Courau, T.; Jaszczak, R. G.; Samad, B.; Flynn, E.; Reeder, G. C.; Chew, N. W.; Tsui, J.; Ray, A.; Wismer, H.; Bunis, D.; Lupin-Jimenez, L.; Gavil, N. V.; Masopust, D.; Graham, J. P.; Skelly, D. A.; Vesco, X.; Liu, E. T.; Fragiadakis, G. K.; Combes, A. J.; Krummel, M. F.

Mouse models are frequently used to develop treatments for human cancer. Yet, we lack a comprehensive understanding of the comparative organization of mouse and human tumor microenvironments (mu/huTMEs). Through immunoprofiling of commonly used mouse models, we found that the immune composition of most muTMEs resemble poorly infiltrated human tumors extensively biased toward high macrophages densities.

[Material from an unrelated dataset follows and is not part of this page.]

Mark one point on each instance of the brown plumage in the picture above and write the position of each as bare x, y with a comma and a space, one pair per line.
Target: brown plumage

Relatedly, we discover species-specific biases of chemokine expression networks, factors which drive TMEs assembly. Further, assessing coarse cellular networks, we find conserved correlations between some immune cell frequencies, while other relationships only appear conserved in the huTMEs matching muTME profiles. Despite this variable alignment, we define robust cell type-specific gene expression programs conserved in TMEs across species and cohorts and identify ones that are coordinated between cell populations in both species. Together, we isolate and offer methods to study the multiple areas of hazard and opportunities for using mice to model human cancer.